Digicel_Business_CEO_Paul_Osborne

Digicel’s regional chief executive officer Paul Osborne made the announcement.

 

BRIDGETOWN, Barbados, Friday January 8, 2016 – Telecommunications company Digicel has announced that it will absorb the controversial increase in Value Added Tax (VAT) on mobile phone services that took effect this month.

The move that Digicel’s regional chief executive officer Paul Osborne assured was “long-term” comes as competitor Flow has advised its customers that it will be passing on the 4.5 per cent tax hike.

Osborne indicated at the press conference where he made the announcement yesterday that although the company could suffer more than BDS$1 million (US$500,000) in losses annually, it believes shielding its customers from the tax increase would allow it to attract more business to help compensate for the shortfall.

“We hope the people of Barbados respond positively to this new gesture that Digicel has made in absorbing this tax. We are hoping that the people of Barbados recognize, support our business and come out and help people move to the Digicel network,” he said.

Consumers have been reacting positively to the news.

Government increased the VAT on cell phone service from the standard 17.5 per cent to 22 per cent, from January 1, with Minister of Finance Chris Sinckler saying the BDS$14 million (US$7 million) expected to be collected every year would go towards funding university scholarships.

Osborne suggested the relief being given by Digicel was a gift of sorts as the country begins celebrations to mark its 50th Anniversary of Independence on November 30.

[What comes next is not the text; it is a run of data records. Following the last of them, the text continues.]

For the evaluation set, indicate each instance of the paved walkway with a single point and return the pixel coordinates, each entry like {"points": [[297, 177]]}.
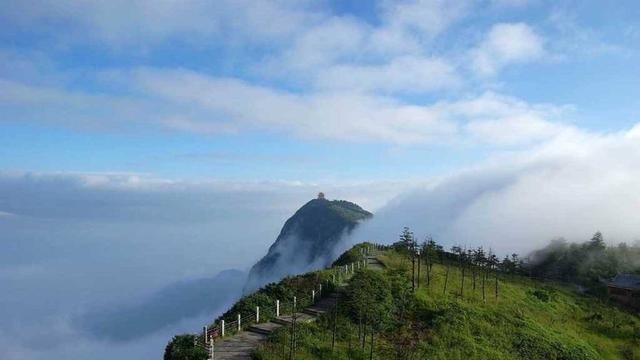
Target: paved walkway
{"points": [[241, 345]]}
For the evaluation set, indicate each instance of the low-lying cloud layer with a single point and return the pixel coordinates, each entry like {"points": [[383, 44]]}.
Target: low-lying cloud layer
{"points": [[121, 262], [570, 187]]}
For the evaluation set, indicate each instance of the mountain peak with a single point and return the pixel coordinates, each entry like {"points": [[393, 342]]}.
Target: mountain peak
{"points": [[307, 240]]}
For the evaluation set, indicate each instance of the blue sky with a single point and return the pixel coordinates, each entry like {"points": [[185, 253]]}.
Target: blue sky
{"points": [[147, 145], [358, 90]]}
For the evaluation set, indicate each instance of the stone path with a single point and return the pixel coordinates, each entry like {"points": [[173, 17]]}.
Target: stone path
{"points": [[241, 345]]}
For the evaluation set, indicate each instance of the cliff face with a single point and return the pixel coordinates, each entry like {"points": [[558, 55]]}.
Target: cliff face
{"points": [[307, 240]]}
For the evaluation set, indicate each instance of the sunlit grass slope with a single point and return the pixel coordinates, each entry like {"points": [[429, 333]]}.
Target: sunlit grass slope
{"points": [[529, 319]]}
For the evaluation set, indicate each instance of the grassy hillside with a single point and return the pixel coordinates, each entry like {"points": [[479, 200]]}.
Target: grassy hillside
{"points": [[528, 320]]}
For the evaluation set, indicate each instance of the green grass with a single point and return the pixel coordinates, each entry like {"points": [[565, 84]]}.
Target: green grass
{"points": [[529, 320]]}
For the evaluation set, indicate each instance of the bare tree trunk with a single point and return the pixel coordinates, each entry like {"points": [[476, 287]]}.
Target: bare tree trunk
{"points": [[473, 274], [335, 325], [462, 283], [418, 279], [372, 344], [428, 271], [446, 280], [364, 336], [496, 284], [484, 277], [413, 273]]}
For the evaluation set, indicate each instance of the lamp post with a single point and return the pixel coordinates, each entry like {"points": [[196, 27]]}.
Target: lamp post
{"points": [[418, 281]]}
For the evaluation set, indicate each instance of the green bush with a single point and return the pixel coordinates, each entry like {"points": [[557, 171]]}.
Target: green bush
{"points": [[182, 347]]}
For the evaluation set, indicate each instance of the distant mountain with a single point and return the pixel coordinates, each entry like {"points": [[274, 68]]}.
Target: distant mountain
{"points": [[308, 240]]}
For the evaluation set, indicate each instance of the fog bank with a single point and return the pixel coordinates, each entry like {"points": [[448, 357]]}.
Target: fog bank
{"points": [[570, 187]]}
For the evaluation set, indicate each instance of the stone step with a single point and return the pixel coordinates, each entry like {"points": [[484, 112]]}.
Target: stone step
{"points": [[265, 328]]}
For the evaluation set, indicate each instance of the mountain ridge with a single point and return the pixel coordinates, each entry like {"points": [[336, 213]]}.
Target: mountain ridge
{"points": [[307, 240]]}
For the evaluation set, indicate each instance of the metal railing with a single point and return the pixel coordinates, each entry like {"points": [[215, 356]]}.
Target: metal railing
{"points": [[225, 328]]}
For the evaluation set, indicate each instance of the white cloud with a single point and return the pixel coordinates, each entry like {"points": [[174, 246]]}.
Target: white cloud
{"points": [[193, 102], [403, 74], [504, 44], [425, 17], [573, 186], [142, 22]]}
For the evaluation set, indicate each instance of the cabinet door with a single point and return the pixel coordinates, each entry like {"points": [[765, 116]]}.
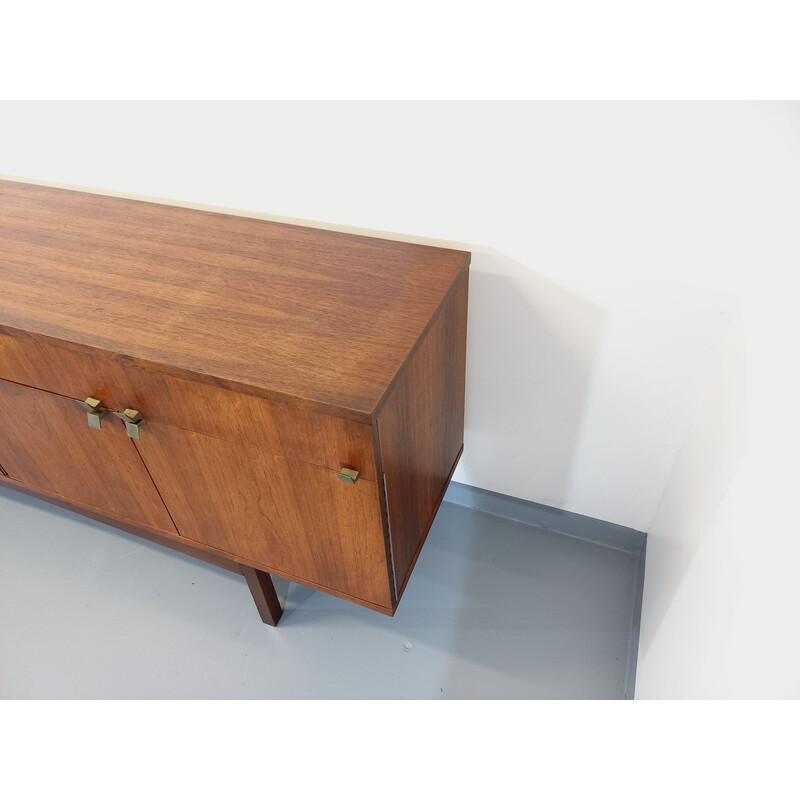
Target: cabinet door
{"points": [[289, 517], [46, 443]]}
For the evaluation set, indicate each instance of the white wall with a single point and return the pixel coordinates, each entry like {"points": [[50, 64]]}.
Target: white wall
{"points": [[626, 257]]}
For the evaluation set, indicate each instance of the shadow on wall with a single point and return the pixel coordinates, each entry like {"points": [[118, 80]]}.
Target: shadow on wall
{"points": [[530, 351], [703, 471]]}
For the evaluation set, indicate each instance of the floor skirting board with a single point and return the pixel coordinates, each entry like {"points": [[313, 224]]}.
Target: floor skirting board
{"points": [[567, 523]]}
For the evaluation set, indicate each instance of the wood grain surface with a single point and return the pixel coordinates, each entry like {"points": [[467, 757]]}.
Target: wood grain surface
{"points": [[285, 517], [421, 430], [324, 318], [47, 444], [293, 431]]}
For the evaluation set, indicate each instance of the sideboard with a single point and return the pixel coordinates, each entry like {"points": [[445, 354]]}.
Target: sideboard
{"points": [[271, 398]]}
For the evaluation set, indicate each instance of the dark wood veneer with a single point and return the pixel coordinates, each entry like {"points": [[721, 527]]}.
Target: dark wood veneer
{"points": [[263, 358]]}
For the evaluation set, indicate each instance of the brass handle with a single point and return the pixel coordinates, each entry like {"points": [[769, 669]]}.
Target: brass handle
{"points": [[94, 411], [347, 475], [133, 421]]}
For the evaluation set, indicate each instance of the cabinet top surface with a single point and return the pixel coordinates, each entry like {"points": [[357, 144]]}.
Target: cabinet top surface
{"points": [[265, 307]]}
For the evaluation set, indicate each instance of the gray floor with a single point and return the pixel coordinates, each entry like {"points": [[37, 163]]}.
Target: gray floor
{"points": [[495, 609]]}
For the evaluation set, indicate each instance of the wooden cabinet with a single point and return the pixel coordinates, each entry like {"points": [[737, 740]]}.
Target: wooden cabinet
{"points": [[295, 396]]}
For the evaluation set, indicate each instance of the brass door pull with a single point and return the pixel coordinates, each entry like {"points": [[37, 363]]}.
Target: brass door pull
{"points": [[133, 421], [347, 475], [94, 411]]}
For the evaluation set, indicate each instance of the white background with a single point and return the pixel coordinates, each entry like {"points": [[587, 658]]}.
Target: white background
{"points": [[703, 49], [632, 323]]}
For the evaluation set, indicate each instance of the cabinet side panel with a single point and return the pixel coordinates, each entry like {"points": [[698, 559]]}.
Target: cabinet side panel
{"points": [[421, 430]]}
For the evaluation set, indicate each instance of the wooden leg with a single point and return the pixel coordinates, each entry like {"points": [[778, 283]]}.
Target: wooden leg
{"points": [[263, 592]]}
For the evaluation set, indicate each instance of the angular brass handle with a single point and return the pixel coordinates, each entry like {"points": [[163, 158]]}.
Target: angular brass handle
{"points": [[94, 411], [347, 475], [133, 421]]}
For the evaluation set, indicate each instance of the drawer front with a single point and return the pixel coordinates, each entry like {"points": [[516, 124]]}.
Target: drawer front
{"points": [[284, 429], [47, 444], [289, 517]]}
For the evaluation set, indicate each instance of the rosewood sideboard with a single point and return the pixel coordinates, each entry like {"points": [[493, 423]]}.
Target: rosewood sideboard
{"points": [[271, 398]]}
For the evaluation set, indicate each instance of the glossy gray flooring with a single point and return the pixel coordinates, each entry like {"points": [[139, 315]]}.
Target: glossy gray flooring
{"points": [[495, 609]]}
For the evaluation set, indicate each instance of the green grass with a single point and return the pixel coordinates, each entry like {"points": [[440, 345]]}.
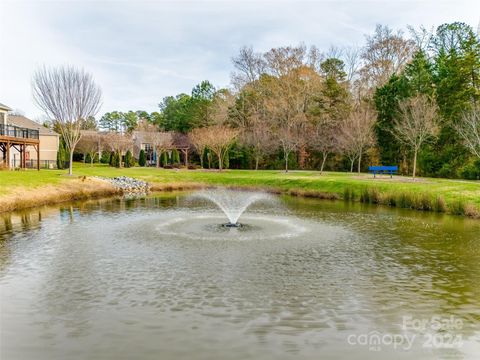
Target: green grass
{"points": [[400, 191]]}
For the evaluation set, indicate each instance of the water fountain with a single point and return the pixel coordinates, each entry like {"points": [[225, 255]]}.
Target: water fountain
{"points": [[233, 203]]}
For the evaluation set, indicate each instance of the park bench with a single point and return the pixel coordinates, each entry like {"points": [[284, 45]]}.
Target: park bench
{"points": [[383, 170]]}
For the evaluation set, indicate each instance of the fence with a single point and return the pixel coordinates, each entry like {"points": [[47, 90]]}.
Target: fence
{"points": [[32, 164]]}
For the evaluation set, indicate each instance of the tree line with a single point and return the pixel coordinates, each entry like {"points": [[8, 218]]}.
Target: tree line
{"points": [[407, 99]]}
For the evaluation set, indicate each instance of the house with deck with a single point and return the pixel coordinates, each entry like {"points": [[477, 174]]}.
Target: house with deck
{"points": [[25, 143]]}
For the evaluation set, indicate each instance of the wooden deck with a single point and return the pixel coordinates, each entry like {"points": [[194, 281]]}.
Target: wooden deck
{"points": [[18, 139]]}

“The people of Barbados deserve to start this historical year off on a celebratory note and, as such, Digicel is delighted to announce that we will not be passing the VAT increase of 4.5 per cent on mobile services to all of our prepaid plans, our postpaid smart plans and our business customers,” he said.

“Digicel absolutely applauds the government’s education initiatives and its objectives and we will continue to be in full compliance with all its tax regulations . . . While our customers will not be out of pocket, Digicel will continue to pay all its taxes over to government at the new increased rate.”

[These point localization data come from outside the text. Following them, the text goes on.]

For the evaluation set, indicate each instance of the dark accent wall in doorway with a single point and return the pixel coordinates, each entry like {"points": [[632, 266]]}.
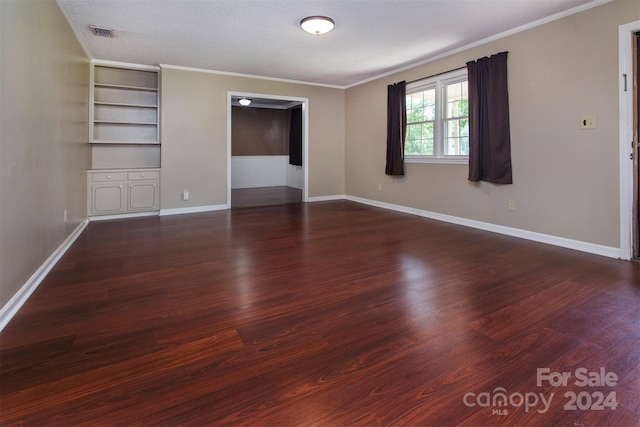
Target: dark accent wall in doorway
{"points": [[259, 132]]}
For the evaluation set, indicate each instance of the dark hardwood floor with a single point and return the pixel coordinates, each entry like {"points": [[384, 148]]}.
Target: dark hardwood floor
{"points": [[265, 196], [327, 314]]}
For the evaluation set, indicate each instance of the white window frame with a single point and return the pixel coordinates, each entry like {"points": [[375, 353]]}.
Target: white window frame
{"points": [[438, 82]]}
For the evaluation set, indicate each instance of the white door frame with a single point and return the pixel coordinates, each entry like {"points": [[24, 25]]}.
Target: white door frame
{"points": [[305, 136], [625, 58]]}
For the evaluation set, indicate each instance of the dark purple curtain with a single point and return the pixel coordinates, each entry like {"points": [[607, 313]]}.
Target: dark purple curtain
{"points": [[489, 137], [295, 137], [396, 128]]}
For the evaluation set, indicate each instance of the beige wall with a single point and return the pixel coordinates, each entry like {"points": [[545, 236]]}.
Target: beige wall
{"points": [[565, 179], [194, 135], [44, 134]]}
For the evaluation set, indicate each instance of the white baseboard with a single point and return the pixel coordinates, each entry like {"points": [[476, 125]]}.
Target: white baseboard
{"points": [[122, 216], [326, 198], [17, 301], [194, 209], [593, 248]]}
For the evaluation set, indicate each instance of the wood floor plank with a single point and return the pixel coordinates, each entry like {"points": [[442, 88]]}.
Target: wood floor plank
{"points": [[330, 313]]}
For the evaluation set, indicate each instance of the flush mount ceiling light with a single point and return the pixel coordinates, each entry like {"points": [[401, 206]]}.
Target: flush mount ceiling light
{"points": [[317, 24]]}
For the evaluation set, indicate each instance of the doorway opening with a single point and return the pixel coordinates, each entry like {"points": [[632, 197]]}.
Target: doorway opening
{"points": [[629, 107], [635, 142], [267, 150]]}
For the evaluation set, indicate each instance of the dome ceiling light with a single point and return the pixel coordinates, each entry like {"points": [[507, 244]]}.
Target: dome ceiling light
{"points": [[317, 24]]}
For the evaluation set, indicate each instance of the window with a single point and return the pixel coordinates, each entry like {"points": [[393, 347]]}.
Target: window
{"points": [[438, 119]]}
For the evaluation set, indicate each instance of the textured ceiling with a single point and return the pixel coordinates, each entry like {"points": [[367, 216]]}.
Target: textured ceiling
{"points": [[263, 37]]}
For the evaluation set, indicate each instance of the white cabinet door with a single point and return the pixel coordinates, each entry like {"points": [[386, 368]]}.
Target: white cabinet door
{"points": [[108, 198], [143, 196]]}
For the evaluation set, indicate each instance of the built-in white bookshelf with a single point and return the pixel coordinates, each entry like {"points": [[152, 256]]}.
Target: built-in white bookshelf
{"points": [[126, 106], [125, 140]]}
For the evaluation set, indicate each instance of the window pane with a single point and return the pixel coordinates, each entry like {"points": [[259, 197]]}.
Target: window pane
{"points": [[457, 100], [419, 141], [421, 106], [457, 137]]}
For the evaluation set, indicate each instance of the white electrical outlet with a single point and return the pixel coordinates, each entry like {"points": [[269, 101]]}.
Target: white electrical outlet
{"points": [[587, 122]]}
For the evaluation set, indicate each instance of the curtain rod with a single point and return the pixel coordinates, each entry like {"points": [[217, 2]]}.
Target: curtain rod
{"points": [[437, 74]]}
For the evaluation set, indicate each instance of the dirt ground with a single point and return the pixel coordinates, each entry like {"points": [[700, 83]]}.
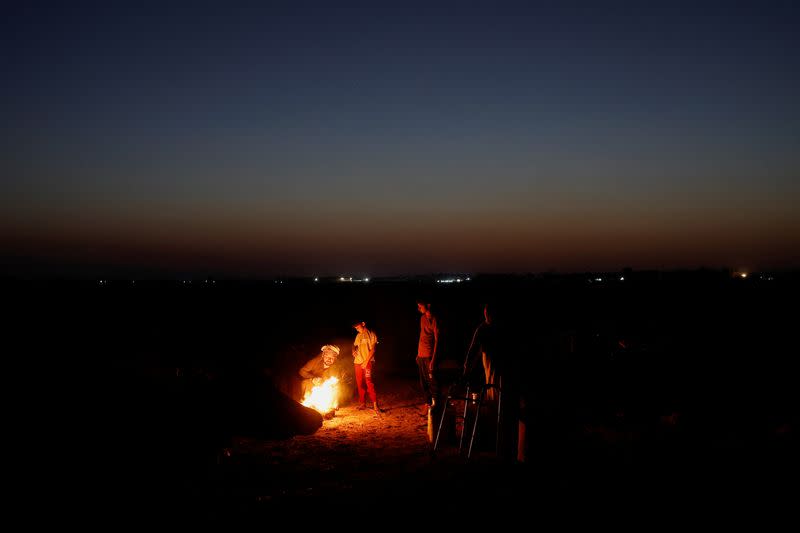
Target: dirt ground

A Strictly WiFi 2016 campaign on social media had been launched last month, urging cell phone users to ditch their data plans and use WiFi only to protest the increased tax. It has provided a list of free WiFi hotspots around the island.

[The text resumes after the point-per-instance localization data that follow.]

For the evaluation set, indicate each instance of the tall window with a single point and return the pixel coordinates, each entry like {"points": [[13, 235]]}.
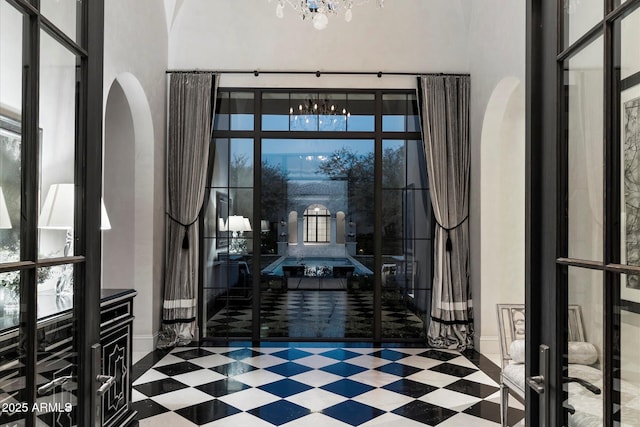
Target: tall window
{"points": [[319, 174], [317, 226]]}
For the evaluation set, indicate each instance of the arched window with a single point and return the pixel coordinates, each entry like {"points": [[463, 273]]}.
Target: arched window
{"points": [[317, 224]]}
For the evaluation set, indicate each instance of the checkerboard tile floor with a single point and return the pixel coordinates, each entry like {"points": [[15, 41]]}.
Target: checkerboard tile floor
{"points": [[317, 384], [318, 314]]}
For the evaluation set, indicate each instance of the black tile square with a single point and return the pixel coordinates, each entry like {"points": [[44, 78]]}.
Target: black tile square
{"points": [[207, 412], [242, 353], [285, 388], [155, 388], [288, 369], [292, 354], [146, 363], [340, 354], [347, 388], [344, 369], [389, 354], [472, 388], [352, 412], [222, 387], [192, 354], [488, 411], [279, 412], [233, 369], [439, 355], [424, 412], [453, 369], [147, 408], [398, 369], [410, 388], [177, 368]]}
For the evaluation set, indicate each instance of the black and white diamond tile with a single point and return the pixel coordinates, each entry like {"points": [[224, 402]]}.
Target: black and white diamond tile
{"points": [[316, 384]]}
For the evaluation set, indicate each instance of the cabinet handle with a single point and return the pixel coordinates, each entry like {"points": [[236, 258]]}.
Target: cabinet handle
{"points": [[107, 381], [53, 384]]}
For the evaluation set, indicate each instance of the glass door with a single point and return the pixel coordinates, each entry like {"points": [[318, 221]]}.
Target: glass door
{"points": [[49, 226], [305, 186], [583, 234]]}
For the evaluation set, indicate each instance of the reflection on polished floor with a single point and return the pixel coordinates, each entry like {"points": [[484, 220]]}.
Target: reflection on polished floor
{"points": [[313, 384], [318, 314]]}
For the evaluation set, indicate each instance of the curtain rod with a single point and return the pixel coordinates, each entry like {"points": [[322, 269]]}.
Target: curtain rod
{"points": [[319, 73]]}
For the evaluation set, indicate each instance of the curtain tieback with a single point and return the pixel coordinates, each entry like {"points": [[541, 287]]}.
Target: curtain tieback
{"points": [[448, 245], [185, 239]]}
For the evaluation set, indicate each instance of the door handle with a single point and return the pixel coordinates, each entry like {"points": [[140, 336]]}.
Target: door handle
{"points": [[539, 384], [53, 384], [107, 382]]}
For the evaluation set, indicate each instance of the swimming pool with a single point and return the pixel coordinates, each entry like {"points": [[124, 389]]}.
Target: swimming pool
{"points": [[316, 267]]}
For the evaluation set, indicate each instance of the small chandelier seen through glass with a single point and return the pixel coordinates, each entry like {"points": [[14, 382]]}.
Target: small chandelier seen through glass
{"points": [[318, 11]]}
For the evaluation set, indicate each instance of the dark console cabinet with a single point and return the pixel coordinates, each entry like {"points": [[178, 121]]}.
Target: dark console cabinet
{"points": [[116, 323], [56, 367]]}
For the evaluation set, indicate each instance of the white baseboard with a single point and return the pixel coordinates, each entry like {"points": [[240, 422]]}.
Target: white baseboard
{"points": [[489, 345], [144, 343]]}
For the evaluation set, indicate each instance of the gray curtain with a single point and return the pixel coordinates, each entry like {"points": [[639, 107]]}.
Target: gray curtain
{"points": [[190, 119], [445, 125]]}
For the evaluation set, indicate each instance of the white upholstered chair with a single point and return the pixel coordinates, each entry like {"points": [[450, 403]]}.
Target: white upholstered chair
{"points": [[511, 328]]}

A statement published on the campaign’s Facebook page described the Digicel move as a step in the right direction but said the fight to have the tax scrapped would continue.

“We hope that our campaign will encourage another mobile provider to rethink its decision on passing on the increase to customers. We thank Digicel for taking its customers into consideration at a time when we are feeling the pinch of increased tax rates and taxing on the whole. But this does not mean we will turn a blind eye to any issues we encounter as consumers,” it said.

“Don’t forget this fight is not over; we still believe that government’s decision to increase the tax was a backward step.”